Because of my recent work on LGBTQ issues and a variety of other theological changes I have gone through in the last year or so, a number of concerned individuals have expressed “concern” about me. Now, in evangelical circles, you know you’re in trouble when people start to express concern, or say they’ll “pray for you.” These are polite ways of saying you’ve gone off the path and they’re worried for your soul–a sort of Christian equivalent to the Southern practice of concealing an insult behind the expression, “bless their heart.”
Evidently–for reasons that are completely beyond me–some evangelicals see the love of God expressed toward gay people to be the equivalent to apostasy. Looking past my befuddlement for the moment, I started thinking about apostasy and the nature of heresy.
Originally, heretics were those who deviated from Paul’s assertion that Gentiles can be vindicated by faithfulness and perseverance in justice and mercy, those who claimed instead that everyone must adhere to the “works of the Torah,” by circumcision and the purity rites of the Torah in order to be vindicated before God. This is what the Pharisees were up to–they focused on the minutia instead of on the heart of the Torah, mercy and justice and doing good deeds, loving their neighbor as themselves. So the original heretics were people who elevated non-essential matters into the heart of things and twisted everything out of shape because of that. Since evangelicals like to elevate everything to the level of faithfulness to the gospel, they might do well to dwell on this for a while.
Today, however, we are pretty happy to apply the “heresy” label to anyone we don’t agree with or who expresses something we are not used to hearing. We don’t like unfamiliar things (apparently, they’re scary and dangerous), and so we apply the “heresy” label to shut up any opposition like the little authoritarians we are. The problem with this approach, of course, is that there will always be people who want to know why something is supposedly off-limits and anathama. They might even read people outside of the approved lists, and generally, they find out these things aren’t heretical, though they might be a bit different from what they’re used to.
The trouble here is that a heretic is a person that goes outside the bounds of the orthodox faith, not somebody who goes outside the parochial reservation of conservative evangelicaldom. The boundary of orthodoxy is generally considered to be the Nicene and Apostles’ Creeds, which are ecumenical.
That is, unless someone is denying something in the ecumenical creeds, they aren’t a heretic. The things in the creeds are essentials. Everything else is adiaphora, non-essential. The fact that someone disagrees with the Westminster Confession of Faith or the 39 Articles does not make them a heretic, because these confessions are parochial, not universal. They are not binding on the whole Church.
This forces us to distinguish between the things we believe are right, and the things we believe are required. One must believe that Jesus died for us and our salvation, according to the Creeds. One is under no obligation to hold any particular explanation of how Jesus died for us and our salvation, even if that explanation is right.
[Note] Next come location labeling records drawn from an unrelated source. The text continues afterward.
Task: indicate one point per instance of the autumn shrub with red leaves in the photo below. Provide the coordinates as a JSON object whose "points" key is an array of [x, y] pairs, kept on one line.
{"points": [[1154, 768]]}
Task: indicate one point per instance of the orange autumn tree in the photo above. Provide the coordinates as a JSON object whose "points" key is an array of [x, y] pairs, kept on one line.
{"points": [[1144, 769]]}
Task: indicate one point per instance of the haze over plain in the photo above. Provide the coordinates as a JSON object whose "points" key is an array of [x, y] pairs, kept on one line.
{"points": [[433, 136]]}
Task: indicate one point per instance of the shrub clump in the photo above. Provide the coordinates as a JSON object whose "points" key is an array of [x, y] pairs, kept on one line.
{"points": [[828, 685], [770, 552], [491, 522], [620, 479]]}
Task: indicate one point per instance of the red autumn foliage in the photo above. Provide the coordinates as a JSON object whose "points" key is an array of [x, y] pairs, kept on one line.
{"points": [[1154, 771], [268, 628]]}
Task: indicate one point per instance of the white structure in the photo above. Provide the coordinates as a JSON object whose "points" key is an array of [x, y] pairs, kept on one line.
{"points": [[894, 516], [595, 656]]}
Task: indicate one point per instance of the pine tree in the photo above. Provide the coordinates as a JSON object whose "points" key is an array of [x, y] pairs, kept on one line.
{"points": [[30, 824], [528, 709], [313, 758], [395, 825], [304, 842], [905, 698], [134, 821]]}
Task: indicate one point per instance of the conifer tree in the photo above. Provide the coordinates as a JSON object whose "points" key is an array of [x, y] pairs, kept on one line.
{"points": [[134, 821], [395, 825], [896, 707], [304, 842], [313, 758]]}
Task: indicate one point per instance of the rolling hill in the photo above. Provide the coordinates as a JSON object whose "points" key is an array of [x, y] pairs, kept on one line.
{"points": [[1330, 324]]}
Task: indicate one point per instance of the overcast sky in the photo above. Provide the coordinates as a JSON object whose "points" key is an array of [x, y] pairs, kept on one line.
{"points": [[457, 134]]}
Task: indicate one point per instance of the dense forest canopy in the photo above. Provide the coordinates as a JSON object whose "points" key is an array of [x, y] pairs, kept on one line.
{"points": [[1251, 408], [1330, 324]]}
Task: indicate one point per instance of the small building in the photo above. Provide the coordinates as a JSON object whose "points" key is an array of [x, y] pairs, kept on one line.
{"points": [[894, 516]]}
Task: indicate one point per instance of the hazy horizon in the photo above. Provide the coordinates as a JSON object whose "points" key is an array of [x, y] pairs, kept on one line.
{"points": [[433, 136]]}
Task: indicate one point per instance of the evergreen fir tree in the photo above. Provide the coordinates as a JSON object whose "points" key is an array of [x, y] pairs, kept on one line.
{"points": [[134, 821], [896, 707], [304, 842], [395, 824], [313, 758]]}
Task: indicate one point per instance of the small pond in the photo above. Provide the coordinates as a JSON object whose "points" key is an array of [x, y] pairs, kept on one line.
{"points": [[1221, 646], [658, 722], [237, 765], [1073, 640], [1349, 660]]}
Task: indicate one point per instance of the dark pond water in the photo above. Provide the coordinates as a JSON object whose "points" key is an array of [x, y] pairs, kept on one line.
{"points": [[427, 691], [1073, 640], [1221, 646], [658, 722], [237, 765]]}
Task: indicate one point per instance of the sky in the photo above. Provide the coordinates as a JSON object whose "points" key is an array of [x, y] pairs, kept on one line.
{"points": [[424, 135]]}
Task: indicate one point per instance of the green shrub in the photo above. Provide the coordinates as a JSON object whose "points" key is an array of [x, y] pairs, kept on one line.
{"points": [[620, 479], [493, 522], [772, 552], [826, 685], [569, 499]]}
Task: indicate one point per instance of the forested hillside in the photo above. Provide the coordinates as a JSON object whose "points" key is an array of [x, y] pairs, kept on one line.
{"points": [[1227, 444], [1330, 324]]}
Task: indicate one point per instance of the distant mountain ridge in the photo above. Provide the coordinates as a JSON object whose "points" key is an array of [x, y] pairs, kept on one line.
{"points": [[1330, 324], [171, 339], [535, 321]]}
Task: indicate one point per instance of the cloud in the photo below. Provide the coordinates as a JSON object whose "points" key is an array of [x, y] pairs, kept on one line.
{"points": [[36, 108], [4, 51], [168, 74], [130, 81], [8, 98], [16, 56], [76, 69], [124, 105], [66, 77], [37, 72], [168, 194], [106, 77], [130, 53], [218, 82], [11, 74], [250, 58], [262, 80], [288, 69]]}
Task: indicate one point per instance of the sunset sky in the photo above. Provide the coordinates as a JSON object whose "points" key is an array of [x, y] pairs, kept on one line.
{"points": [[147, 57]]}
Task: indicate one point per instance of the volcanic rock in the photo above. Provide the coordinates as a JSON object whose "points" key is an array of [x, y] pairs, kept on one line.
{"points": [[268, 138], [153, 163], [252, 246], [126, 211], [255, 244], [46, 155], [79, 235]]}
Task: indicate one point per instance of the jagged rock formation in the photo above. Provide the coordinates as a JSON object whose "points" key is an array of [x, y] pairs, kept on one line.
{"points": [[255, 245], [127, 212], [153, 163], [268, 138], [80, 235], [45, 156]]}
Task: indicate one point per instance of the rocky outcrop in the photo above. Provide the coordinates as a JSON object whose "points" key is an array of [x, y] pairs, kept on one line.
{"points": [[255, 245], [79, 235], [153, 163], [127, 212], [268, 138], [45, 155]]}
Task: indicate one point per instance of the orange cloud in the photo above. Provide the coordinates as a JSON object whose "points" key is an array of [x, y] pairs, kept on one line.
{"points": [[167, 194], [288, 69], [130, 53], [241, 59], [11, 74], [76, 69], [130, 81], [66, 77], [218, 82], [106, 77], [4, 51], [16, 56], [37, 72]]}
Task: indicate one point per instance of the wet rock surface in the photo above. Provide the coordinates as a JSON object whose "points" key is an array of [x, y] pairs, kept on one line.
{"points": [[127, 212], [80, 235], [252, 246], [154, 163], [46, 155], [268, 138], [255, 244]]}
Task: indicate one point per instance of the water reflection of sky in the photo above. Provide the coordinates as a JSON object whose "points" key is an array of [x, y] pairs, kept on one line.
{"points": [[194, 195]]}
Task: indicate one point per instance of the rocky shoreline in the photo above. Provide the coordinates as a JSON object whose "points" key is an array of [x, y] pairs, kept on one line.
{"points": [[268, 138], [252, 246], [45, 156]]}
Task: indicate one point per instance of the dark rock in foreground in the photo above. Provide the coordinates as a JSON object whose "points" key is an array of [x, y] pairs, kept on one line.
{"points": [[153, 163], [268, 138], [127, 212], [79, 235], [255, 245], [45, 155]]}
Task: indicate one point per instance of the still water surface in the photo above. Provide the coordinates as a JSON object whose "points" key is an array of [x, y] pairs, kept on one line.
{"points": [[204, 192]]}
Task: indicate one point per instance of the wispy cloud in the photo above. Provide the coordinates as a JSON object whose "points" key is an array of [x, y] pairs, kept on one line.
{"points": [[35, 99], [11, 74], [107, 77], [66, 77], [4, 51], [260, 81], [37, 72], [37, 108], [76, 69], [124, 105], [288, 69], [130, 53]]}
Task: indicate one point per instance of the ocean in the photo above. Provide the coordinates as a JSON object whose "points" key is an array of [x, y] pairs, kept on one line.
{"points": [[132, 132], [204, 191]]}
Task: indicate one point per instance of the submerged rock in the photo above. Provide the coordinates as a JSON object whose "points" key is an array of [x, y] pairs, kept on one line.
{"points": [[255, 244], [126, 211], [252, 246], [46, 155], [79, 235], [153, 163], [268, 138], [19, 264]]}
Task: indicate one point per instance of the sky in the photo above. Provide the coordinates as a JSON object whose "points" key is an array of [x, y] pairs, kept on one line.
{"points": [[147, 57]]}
When the universal Church settles on a doctrine of justification, we can have an ecumenical council to add it to the essentials. Until that time, we are free to explore a variety of interpretations.
Now, justification is a pretty important issue, and even it is not a part of the ecumenical creeds. What then of a minor dispute concerning how to read a mere seven passages that may or may not be relevant to gay people today? Such a discussion is so far out in the adiaphora that you can hardly see it because of all the weeds.
So if you think accepting LGBTQ people is heresy, or apostasy, or some other nasty label used to slap around people’s consciences, please do remember that there are essentials and there is adiaphora. The essentials are in the ecumenical creeds. The adiaphora is not. The particular construction of doctrines in the Creeds are not in the Creeds.
So please. Cool your jets. Loving gay people does not endanger the ecumenical creeds, the Trinity, the virgin birth, the death of Christ for us and our salvation, His death and burial, His descent into death, or His resurrection and ascension, nor His kingdom or His bodily return to judge the living and the dead. It does not end one’s belief in the Father or that Jesus was His Son, the Word of the Father come in the flesh, nor the procession of the Spirit or the holy and apostolic Church, the resurrection of the dead, or the life of the age to come.
If you deny one of these things, you’re a heretic. If you don’t, you’re not. And that’s how to tell if you’re a heretic.